Carl Sonntag jun. is generally considered to be the first binding artist of the German book art movement. Following developments in England, where the reform movement around William Morris had ushered in a new era of book art with private presses such as the Kelmscott Press and the Doves Press , German publishers and book artists also began to look for new means of design for modern books. During his apprenticeship at Sangorski & Sutcliffe, Sonntag had come into contact with a traditionalist side of the handicraft that drew its inspiration from the magnificently furnished, exuberant ornamentation in the spirit of Zaehnsdorf and book covers not as objects of daily use, but as prestigious objects of a wealthy upper class treated. Sonntag turned against this elitist stance by advocating furnishings appropriate to the practical value of the book and the reduction of superfluous decorations. His aim was to produce bindings in a dignified craftsmanship that met the requirements of a modern book. As an art bookbinder he advocated the use of the best materials and craftsmanship at the highest level; At the same time, however, he expressly pointed out that high-quality leather and parchment volumes were reserved for the craft bookbinding industry for reasons of cost, while solidly processed linen and cardboard volumes were preferred for permanent utility bindings.

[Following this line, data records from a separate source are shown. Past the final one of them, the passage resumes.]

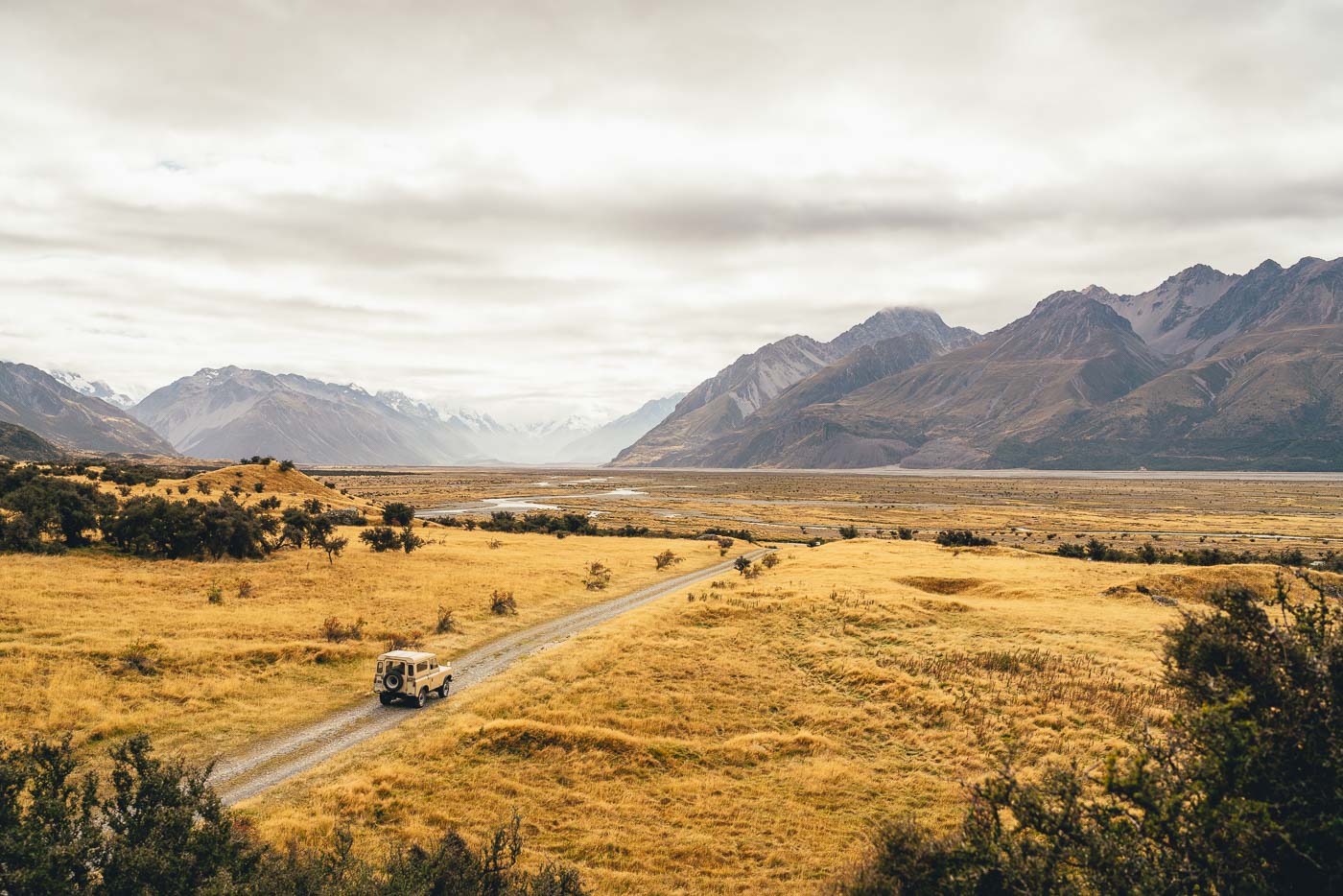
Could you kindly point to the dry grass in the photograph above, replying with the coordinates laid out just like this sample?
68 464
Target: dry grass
744 738
105 647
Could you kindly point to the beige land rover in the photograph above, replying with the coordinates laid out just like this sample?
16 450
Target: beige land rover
410 674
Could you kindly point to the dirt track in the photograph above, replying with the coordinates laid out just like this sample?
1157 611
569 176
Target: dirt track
277 759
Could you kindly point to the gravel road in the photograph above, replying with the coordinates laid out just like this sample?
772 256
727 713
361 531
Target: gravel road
279 758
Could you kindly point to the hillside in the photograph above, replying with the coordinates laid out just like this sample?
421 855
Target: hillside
37 402
17 443
232 413
724 402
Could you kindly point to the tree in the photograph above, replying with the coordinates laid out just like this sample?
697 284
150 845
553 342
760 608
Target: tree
398 513
1241 794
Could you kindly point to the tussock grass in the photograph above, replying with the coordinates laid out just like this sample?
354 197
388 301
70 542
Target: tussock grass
745 739
106 645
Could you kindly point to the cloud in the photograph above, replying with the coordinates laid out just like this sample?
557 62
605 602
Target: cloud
550 205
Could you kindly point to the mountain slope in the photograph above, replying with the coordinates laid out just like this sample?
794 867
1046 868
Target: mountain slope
17 443
1241 371
232 413
724 402
604 442
94 389
37 402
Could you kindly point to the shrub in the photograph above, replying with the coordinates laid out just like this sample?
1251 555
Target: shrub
446 623
398 513
339 631
158 828
503 603
598 577
409 640
962 539
1238 795
380 539
140 657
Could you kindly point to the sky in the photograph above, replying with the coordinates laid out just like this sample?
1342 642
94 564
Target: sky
550 208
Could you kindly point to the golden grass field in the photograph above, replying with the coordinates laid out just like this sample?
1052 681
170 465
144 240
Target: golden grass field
739 738
1024 510
747 738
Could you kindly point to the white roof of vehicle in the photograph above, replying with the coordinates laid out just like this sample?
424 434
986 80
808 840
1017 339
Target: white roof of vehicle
409 656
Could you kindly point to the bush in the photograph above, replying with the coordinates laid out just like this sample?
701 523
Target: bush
1238 795
140 657
380 539
339 631
409 640
962 539
598 577
503 603
446 623
158 828
399 515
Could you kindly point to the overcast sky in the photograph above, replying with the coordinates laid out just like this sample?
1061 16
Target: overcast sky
540 208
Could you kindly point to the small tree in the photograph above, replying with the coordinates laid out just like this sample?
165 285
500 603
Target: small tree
503 603
332 544
598 577
398 513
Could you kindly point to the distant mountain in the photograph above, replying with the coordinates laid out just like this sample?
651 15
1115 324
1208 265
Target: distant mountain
722 403
231 413
539 442
604 442
37 402
1206 371
93 389
17 443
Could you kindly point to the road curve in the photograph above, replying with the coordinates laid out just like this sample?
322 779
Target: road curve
279 758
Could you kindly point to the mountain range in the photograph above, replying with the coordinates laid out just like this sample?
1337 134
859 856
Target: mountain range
1205 371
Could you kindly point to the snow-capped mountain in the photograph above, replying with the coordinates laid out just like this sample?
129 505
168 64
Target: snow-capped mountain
93 389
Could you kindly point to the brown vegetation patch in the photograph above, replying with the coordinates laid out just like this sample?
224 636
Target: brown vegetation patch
933 584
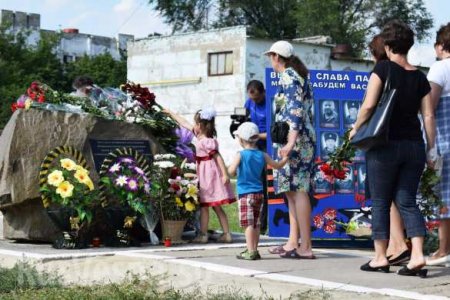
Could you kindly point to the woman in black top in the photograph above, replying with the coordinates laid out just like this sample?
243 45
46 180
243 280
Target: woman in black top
395 169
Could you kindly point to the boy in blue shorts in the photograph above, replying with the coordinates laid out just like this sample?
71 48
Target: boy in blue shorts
248 164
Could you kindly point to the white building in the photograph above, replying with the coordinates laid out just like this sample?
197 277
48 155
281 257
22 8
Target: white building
73 44
193 70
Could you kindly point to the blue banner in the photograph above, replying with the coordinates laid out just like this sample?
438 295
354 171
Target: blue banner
337 98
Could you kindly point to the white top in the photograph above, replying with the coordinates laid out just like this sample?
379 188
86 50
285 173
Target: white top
440 74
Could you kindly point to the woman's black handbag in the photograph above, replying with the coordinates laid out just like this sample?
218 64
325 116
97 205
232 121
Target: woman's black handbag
279 132
375 131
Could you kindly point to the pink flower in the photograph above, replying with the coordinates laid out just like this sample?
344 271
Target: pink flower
330 227
330 213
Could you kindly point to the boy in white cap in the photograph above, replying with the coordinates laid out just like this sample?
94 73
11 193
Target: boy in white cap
248 164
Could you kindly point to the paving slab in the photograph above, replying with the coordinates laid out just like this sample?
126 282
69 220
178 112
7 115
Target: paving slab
335 270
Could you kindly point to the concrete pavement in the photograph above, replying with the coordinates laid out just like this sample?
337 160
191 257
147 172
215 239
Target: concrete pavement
212 266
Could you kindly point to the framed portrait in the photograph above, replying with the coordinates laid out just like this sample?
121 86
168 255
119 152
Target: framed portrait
329 141
320 184
346 185
329 113
360 155
351 109
361 175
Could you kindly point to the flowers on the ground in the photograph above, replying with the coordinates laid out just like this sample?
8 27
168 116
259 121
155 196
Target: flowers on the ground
69 184
328 221
177 185
335 167
127 182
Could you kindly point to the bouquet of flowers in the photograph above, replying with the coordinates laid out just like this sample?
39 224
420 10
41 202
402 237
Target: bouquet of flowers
177 183
335 167
129 183
69 185
357 226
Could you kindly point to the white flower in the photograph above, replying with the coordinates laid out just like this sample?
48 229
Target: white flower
285 79
164 164
121 180
164 156
114 168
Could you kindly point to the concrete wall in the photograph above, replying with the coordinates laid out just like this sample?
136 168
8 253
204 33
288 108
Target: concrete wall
175 68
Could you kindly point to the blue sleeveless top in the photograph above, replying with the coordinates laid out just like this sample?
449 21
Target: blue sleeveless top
249 171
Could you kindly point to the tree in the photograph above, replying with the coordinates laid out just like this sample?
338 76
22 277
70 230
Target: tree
21 64
346 21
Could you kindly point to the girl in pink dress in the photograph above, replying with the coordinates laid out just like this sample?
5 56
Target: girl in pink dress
215 189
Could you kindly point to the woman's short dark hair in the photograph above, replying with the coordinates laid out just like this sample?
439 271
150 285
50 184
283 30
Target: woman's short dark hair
443 37
398 36
207 126
256 85
82 81
376 47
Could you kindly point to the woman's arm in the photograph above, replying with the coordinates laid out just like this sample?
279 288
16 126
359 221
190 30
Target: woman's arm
436 91
221 163
275 164
179 119
374 88
234 164
429 122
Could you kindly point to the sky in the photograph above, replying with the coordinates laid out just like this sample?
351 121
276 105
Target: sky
109 17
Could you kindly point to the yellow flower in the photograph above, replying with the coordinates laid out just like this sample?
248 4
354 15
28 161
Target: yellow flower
80 168
192 192
129 221
82 176
189 206
68 164
28 103
178 201
55 178
65 189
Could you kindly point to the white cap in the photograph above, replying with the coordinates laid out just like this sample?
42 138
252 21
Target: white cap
281 48
248 131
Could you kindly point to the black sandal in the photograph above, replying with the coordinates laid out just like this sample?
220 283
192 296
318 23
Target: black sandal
368 268
418 271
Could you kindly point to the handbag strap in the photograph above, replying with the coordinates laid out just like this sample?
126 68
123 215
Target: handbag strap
387 83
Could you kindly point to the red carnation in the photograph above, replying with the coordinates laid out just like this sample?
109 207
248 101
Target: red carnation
330 213
339 174
326 169
330 227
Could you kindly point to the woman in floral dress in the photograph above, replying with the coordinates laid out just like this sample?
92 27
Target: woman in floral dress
294 106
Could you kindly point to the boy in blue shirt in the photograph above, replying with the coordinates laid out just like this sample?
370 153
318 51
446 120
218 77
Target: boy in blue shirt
248 164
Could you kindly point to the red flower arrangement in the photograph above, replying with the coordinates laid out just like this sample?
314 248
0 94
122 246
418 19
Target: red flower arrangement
141 94
35 92
335 167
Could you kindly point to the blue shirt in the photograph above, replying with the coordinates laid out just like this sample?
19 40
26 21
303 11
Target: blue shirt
257 113
249 171
258 116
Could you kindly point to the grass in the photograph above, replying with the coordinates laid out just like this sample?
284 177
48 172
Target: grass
24 282
231 211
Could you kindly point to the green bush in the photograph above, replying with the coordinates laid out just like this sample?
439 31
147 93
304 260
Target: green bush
24 276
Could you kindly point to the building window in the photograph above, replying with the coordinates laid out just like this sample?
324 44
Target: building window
220 63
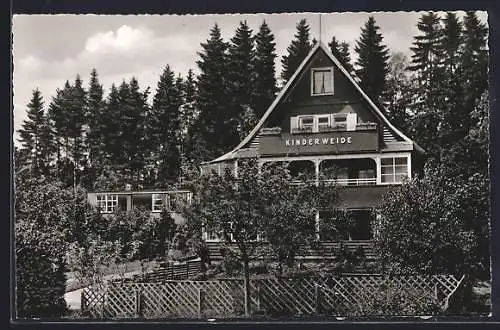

The designs for Sunday's luxury bindings were often given by the client. Wherever his own handwriting becomes visible, there is often an effort to find an external form that corresponds to the content. He achieved this through modern binding forms, which he enhanced with quotations from the respective epochs. For Venus and Tannhäuser by Aubrey Beardsley (Verlag Hans von Weber, 1908) he chose a flexible white calf parchment cover with a lid inlay based on a Beardsley design; he provided the Gudrunlied (Verlag Julius Bard, 1910) with an ungilded brown pigskin binding in the style of the 16th century with wooden covers and book clasps; the monumental edition Der Nibelunge Nôt (Munich, Hans von Weber 1911) received a calligraphically inscribed all-parchment cover with wooden covers, and for the drugulin print Anacreontic Oden and Songs (Leipzig, Ernst Rowohlt 1912) he designed a marbled calfskin binding with old fillets in taste of the Rococo.

Memberships

  • German Book Trade Association
  • Society of Bibliophiles
  • Leipzig Bibliophile Evening
  • Jakob Krauße Association of German Art Bookbinders

literature

  • Helma Schäfer: A German bookbinder par excellence - Carl Sonntag jun. (1883-1930) . In: Kieser / Schlenker (Hrsg.): Mitteldeutsches Jahrbuch für Kultur und Geschichte 2013. German Foundation for Monument Protection, Monuments-Publications, Bonn 2013. Volume 20, pp. 84 ff.
  • Helma Schäfer: Modern binding work as an object of binding research: Two Leipzig bookbinders as case studies - Carl Sonntag jun. and Otto Ulrich Fischer. In: Einband-Forschung 2009, No. 24, pp. 87-96
  • Carl Sonntag jun .: From the book cover. In: The Modern Book. The graphic arts of the present. Volume 3, Stuttgart 1910.
  • Carl Sonntag jun .: leather and book cover. In: Zwiebelfisch 3rd year 1912, issue 5 and 6 Munich, Verlag Hans von Weber 1912.

Web links

Individual evidence

  1. ^ Carl Sonntag junior: Letter to Christian and FW Kleukens , August 14, 1908. In: Harald Ernstberger, Bibliography of the Ernst Ludwig Press , Kleukens Archive Darmstadt, undated, archive number ELP 02g / h
  2. Archive for Buchgewerbe 49.2, 1912, No. 11/12, November-December 1912
  3. Paul Kersten: The parchment volume of Frieda Thiersch . In: Onion Fish 14, 1922, Heft 1–3, pp. 14–18.
  4. ^ Carl Sonntag jun .: Precious book bindings of the XV. until XIX. Century . CG Boerner, Leipzig 1912.
  5. ^ Regine Dehmel (Ed.): Jewish book ownership as looted property. Second Hanover Symposium . In: Journal for Libraries and Bibliography , special issue 88, Frankfurt / M., Klostermann 2006.
  6. ^ Archives for the book trade. Founded by Alexander Waldow. Volume 47, February 1910, issue 2, page 33. Published by the German Book Trade Association, Leipzig 1910.